Troy Frederick Langford - Associate
Okay. Great. That's really helpful. And then just on the COSELA sales force. So now its launched, what additional levers do you all think you have to -- that you can pull to increase COSELA adoption?
Andrew Perry - Chief Commercial Officer
Yes. So right now, what I'm really excited about actually is the potential for peer-to-peer exchange because as we've developed more COSELA (inaudible) and I thought to say, physicians actually call me through the switch board to campaign for more COSELA uptake in their accounts. And I've to tell them that we're doing everything we can and that we appreciate their support in doing it.
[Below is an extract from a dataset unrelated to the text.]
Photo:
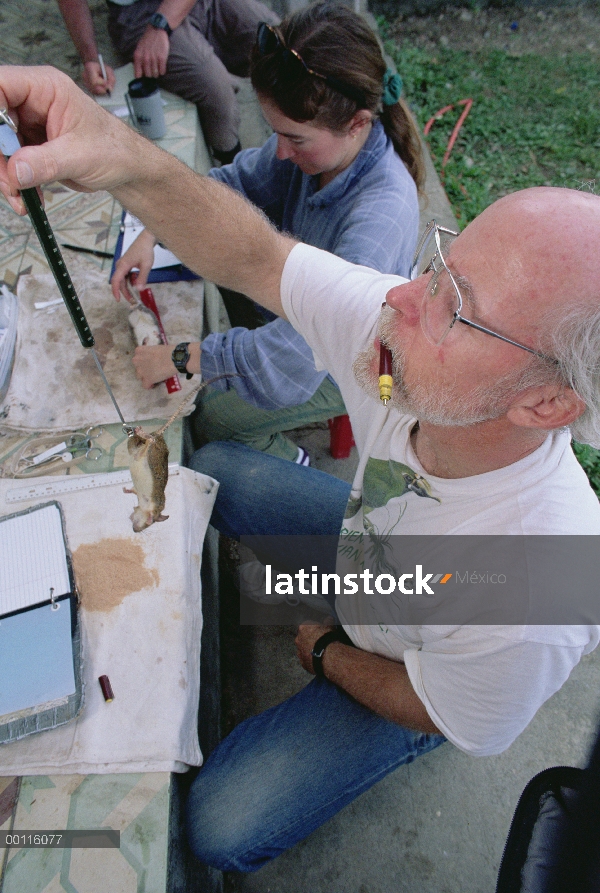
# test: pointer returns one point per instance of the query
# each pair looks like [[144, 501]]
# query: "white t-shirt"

But as our representatives, as our OSAMs get out there, we see that they develop those physician champions and those physicians decide to communicate their experience to the other physicians in the account and as we see nurses have the same experience, the (inaudible) have the same experience, making sure that, that peer-to-peer exchanges happening becomes really a critical lever for us to fill going forward.
Operator
Our next question comes from the line of Tony Butler with ROTH Capital.
Unidentified Analyst
This is (inaudible) again, and this one is for Jennifer. It's possible I missed your point about the 2022 R&D expenses being front- loaded. Could you please clarify?
Jennifer K. Moses - CFO
Sure. So our number for first quarter, this is our highest level of activity in our trials. As Raj mentioned, our CRC trial, we were fully enrolled for our initial number of patients that happened earlier in the quarter than we anticipated. We're also adding additional patients for Ukraine. But on top of that, we did anticipate supply chain issues. Just from COVID and then also anticipating the Ukraine conflict, we wanted to go ahead and move supplies into the European sites. So we did front-load a lot of those costs in the first quarter as well. So because of those 2 things, we really anticipate the first quarter to be the heaviest spend in R&D. We would still be above 2021 levels, obviously, for R&D because we have all of these trials ongoing, but we should see a decrease throughout the year. Hope that's helpful.
Operator
I'm showing no further questions at this time. I'd like to turn the conference back to Jack Bailey, CEO.
John E. Bailey - CEO, President & Director
Thank you, Abigail. As always, we look forward to keeping you all updated on our progress as we go forward. Certainly, thank you for joining us today, and we just hope you all stay well. We look forward to being in touch soon. Thank you.
Operator
This concludes today's conference. Thank you for participating. You may now disconnect.